AI Testing

2026-05-13

TruLens LLM Evaluation Framework Complete Guide 2026

Master TruLens for LLM evaluation in 2026. Feedback functions, the RAG triad, multi-turn evaluation, dashboards, and integration with LangChain and LlamaIndex.

TruLens LLM Evaluation Framework Complete Guide 2026

TruLens is the open-source LLM evaluation framework from TruEra, focused on the concept of feedback functions: programmatic checks that score LLM outputs along quality dimensions. By 2026 TruLens is the framework of choice for teams that want maximum flexibility in defining quality. The framework popularized the RAG triad (context relevance, groundedness, answer relevance) which has become standard vocabulary in the RAG evaluation space.

This guide covers TruLens end to end: installation, feedback functions, the RAG triad, multi-turn evaluation, integration with LangChain and LlamaIndex, dashboards, and how TruLens compares to Ragas, OpenAI Evals, and other frameworks. Python samples cover every key API. By the end you should be able to instrument any LLM application with TruLens and use the resulting feedback to improve quality. The guide assumes basic Python familiarity and an existing LLM application.

Key Takeaways

TruLens centers on feedback functions, customizable programmatic checks that score LLM outputs.
The RAG triad (context relevance, groundedness, answer relevance) is TruLens's signature methodology.
Feedback functions can use any provider as a judge: OpenAI, Anthropic, HuggingFace, even local models.
The dashboard provides per-record scores, aggregate trends, and the ability to drill into failing examples.
Integration with LangChain, LlamaIndex, and arbitrary Python is supported via context managers.
TruLens excels at custom feedback dimensions; out of the box it has fewer built-in metrics than Ragas.

Why TruLens

TruLens differentiates on flexibility.
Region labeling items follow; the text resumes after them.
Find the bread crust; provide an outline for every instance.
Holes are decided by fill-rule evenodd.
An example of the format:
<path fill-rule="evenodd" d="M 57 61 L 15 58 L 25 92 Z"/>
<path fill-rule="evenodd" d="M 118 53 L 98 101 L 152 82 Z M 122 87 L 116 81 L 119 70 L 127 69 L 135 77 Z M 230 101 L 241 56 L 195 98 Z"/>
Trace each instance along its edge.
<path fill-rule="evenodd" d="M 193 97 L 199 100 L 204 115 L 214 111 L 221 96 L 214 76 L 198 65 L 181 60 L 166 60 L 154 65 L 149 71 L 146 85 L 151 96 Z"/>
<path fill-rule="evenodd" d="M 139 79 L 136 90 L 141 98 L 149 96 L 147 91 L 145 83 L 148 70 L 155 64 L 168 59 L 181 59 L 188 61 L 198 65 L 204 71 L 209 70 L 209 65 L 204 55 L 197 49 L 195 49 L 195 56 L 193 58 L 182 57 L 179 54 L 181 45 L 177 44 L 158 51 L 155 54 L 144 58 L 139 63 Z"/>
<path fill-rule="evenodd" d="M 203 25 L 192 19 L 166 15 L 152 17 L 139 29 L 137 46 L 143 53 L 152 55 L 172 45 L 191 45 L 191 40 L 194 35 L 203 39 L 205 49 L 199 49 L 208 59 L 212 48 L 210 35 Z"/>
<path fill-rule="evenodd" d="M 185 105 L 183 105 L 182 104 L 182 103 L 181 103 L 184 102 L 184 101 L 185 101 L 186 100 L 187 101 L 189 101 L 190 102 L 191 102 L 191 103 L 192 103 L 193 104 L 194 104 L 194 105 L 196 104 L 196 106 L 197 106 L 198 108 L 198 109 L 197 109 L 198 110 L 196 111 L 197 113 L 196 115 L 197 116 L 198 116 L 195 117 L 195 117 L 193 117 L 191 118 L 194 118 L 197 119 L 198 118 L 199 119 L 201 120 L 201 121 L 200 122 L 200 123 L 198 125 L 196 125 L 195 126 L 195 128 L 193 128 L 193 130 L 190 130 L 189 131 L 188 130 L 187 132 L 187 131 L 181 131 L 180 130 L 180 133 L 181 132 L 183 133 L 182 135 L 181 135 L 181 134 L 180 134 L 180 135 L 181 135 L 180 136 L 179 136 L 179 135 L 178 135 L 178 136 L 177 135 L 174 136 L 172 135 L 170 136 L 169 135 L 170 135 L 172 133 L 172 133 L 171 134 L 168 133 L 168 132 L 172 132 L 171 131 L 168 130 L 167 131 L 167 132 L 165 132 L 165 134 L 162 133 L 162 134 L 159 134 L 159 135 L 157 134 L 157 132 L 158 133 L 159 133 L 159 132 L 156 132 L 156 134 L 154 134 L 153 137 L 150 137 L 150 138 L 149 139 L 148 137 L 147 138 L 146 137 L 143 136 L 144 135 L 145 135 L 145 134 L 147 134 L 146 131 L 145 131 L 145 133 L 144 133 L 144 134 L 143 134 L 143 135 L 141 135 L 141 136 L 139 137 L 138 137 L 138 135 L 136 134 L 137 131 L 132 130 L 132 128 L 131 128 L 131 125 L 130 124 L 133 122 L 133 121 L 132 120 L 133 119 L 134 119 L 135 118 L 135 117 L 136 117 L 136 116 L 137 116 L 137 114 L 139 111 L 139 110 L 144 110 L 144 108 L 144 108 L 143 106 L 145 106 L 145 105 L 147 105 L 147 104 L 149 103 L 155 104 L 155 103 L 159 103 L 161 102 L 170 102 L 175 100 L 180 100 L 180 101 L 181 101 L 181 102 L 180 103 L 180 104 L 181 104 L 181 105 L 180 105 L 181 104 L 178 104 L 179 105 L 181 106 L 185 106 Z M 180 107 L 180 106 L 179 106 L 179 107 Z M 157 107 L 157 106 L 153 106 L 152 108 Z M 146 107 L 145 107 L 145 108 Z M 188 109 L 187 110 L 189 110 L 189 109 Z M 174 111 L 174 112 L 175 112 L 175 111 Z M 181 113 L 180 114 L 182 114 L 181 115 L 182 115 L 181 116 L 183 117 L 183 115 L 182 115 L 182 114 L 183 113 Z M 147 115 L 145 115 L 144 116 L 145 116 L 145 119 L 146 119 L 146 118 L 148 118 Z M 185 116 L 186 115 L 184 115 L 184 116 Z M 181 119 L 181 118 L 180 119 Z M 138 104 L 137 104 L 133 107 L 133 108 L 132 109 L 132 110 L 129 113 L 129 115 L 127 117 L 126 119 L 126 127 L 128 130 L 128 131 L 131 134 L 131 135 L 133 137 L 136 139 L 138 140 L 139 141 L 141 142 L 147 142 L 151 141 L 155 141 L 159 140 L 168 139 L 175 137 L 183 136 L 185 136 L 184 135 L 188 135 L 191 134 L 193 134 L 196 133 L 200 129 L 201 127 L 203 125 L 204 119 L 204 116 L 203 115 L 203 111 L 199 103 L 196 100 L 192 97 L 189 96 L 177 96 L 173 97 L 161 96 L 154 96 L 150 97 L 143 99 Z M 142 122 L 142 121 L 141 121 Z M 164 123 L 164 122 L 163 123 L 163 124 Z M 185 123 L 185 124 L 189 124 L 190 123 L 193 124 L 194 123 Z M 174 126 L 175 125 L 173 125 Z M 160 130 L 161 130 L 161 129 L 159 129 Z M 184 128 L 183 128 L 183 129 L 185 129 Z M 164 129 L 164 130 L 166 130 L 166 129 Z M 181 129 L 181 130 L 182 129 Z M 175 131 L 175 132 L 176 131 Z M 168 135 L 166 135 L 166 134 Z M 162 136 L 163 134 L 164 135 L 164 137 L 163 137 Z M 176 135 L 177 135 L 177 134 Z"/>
Other frameworks ship a fixed set of metrics; TruLens ships a feedback function system that lets you define any metric. The same framework that scores faithfulness for a RAG app can score code quality for a code-gen app or accuracy for a math tutor.

This flexibility is a tradeoff. Teams that want plug-and-play metrics may prefer Ragas (for RAG specifically) or LangChain evaluators (for LangChain integration). Teams that want to define custom quality dimensions in Python prefer TruLens.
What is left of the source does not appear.